【2026年4月開始】社会保険料が変わります! 子ども・子育て支援金制度の実務ポイント解説
2026年4月より、社会保険料の一部として「子ども・子育て支援金制度」の徴収がスタートします。
すでにニュースや新聞等でご存じの経営者様・ご担当者様も多いかと思いますが、
本制度は単なる制度変更ではなく、給与計算・社会保険実務・従業員対応に直接影響する重要な改正です。

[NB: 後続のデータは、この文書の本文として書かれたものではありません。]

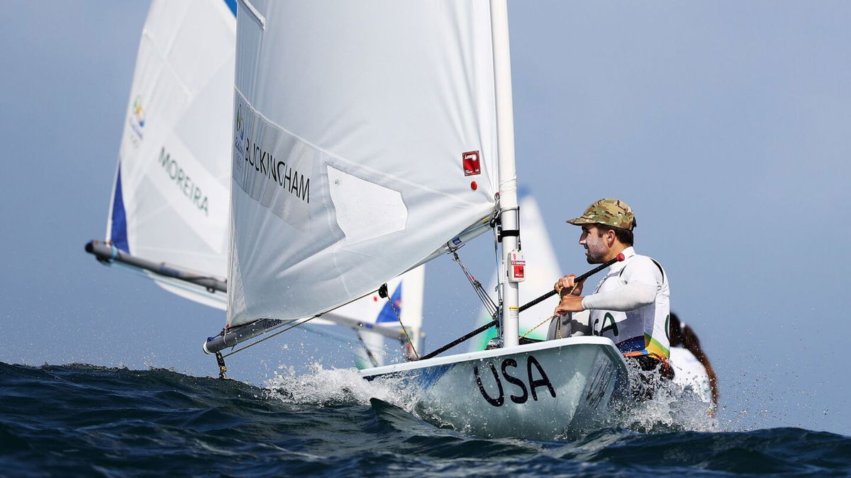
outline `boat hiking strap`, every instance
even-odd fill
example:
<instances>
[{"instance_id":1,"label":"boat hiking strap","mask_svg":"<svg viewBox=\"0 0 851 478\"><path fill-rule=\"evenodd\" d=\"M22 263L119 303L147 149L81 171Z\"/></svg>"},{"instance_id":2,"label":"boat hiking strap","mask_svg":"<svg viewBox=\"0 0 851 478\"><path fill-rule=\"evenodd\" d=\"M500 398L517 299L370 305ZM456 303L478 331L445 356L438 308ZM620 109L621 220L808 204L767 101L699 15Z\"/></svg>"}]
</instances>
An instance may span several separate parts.
<instances>
[{"instance_id":1,"label":"boat hiking strap","mask_svg":"<svg viewBox=\"0 0 851 478\"><path fill-rule=\"evenodd\" d=\"M375 356L373 355L372 350L369 350L369 346L367 345L367 343L363 340L363 337L361 336L361 333L356 331L355 335L357 336L357 339L360 340L361 344L363 345L363 350L367 353L367 358L368 358L369 361L372 362L373 367L378 367L378 361L375 360Z\"/></svg>"},{"instance_id":2,"label":"boat hiking strap","mask_svg":"<svg viewBox=\"0 0 851 478\"><path fill-rule=\"evenodd\" d=\"M484 291L484 287L482 287L482 282L478 282L478 279L473 276L473 275L471 274L469 270L467 270L467 268L464 265L464 263L461 262L461 258L458 257L457 251L458 249L452 250L453 259L454 259L455 262L458 263L458 265L460 266L461 270L464 272L464 276L466 277L468 281L470 281L470 285L473 287L473 290L476 291L476 295L477 295L479 300L482 301L482 304L484 305L484 309L488 312L488 315L492 317L495 317L497 312L496 304L494 304L494 300L490 298L489 295L488 295L488 293Z\"/></svg>"},{"instance_id":3,"label":"boat hiking strap","mask_svg":"<svg viewBox=\"0 0 851 478\"><path fill-rule=\"evenodd\" d=\"M399 310L396 308L396 304L393 304L393 299L387 293L387 284L381 284L381 287L378 288L378 294L387 299L390 303L390 308L393 310L393 314L396 315L396 320L399 322L399 325L402 327L402 333L405 334L405 340L408 340L408 345L410 346L411 350L414 351L414 360L420 360L420 354L417 353L417 350L414 348L414 342L411 341L411 336L408 334L408 329L405 328L405 324L402 323L402 317L399 316Z\"/></svg>"}]
</instances>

「いつから徴収?」「どうやって計算するの?」「従業員への説明は?」
といった実務上の疑問も多く見受けられます。
本コラムでは、制度の概要から実務対応のポイントまで、分かりやすく解説いたします。
「子ども・子育て支援金制度」とは
子ども・子育て支援金制度は、政府が進める「異次元の少子化対策」の財源確保を目的として創設された制度です。
この制度により集められた財源は、
- 児童手当の拡充
- 保育サービスの充実
- 子育て支援施策の強化
などに活用される予定です。
ポイントは、新たな税金ではないという点です。
今回の制度では、
健康保険・国民健康保険・後期高齢者医療制度といった既存の医療保険料に上乗せする形で徴収されます。
そのため、
- 会社員(健康保険加入者)
- 公務員
- 個人事業主
- フリーランス
- 一定所得のある高齢者
など、幅広い層が対象となる制度です。
負担額の考え方(2026年度)
被用者保険(協会けんぽ等)に加入している場合、支援金額は以下のように計算されます。
👉標準報酬月額 × 支援金率(0.23%)
例えば、標準報酬月額が30万円の場合、
30万円 × 0.23% = 月額 約690円
となります。
さらに重要なポイントとして、
この支援金は労使折半となります。
つまり、
- 従業員負担:約345円
- 会社負担:約345円
と、企業側にもコストが発生します。
一人あたりの金額は大きくないものの、
従業員数が増えると会社全体の人件費増加要因となるため注意が必要です。
いつから徴収されるのか?
👉2026年4月分の社会保険料から適用されます。
ただし、ここで注意が必要なのが、
企業ごとの「社会保険料の徴収タイミング」です。
■ 翌月徴収の会社
一般的である翌月徴収の場合は、
👉2026年5月支給給与から控除開始
となります。
■ 当月徴収の会社
当月徴収の場合は、
👉 2026年4月支給給与から控除開始
となります。
この違いを把握していないと、
- 控除開始のズレ
- 給与計算ミス
- 従業員からの問い合わせ増加
につながるため、必ず自社の徴収ルールを確認しておきましょう。
制度開始に向けた実務対応ポイント
社労士の現場視点で、特に重要な対応は以下の3点です。
① 給与計算システムの設定変更
最も重要なのが、給与計算への反映です。
- 給与ソフトのアップデート
- 新たな控除項目の設定
- 計算式の確認
- テスト計算の実施
などを、本番前に必ず実施してください。
特にExcel管理の企業様は、
手計算ミスのリスクが高いため要注意です。
② 社内周知・従業員対応
制度開始後は、
「なぜ手取りが減っているのか?」
という問い合わせが増えることが想定されます。
事前に、
- 制度の概要
- 控除開始時期
- おおよその負担額
を社内周知しておくことで、トラブルを防ぐことができます。
③ 愛知県における社会保険料全体の見直し
2026年度は、
- 健康保険料率の変更
- 介護保険料率の見直し
- 支援金制度の新設
と、複数の変更が重なっています。
単独で見るのではなく、
社会保険料全体としての負担額の確認が重要です。
まとめ|「小さな変更」が実務に大きく影響します
子ども・子育て支援金制度は、
一人あたりの負担額としては小さく見えるかもしれません。
しかし、
- 給与計算への影響
- 会社負担の増加
- 従業員対応
- 制度理解の必要性
など、実務面では決して小さくない影響があります。
特に導入初年度は、
「知らなかった」「対応が遅れた」といったミスが起こりやすいタイミングです。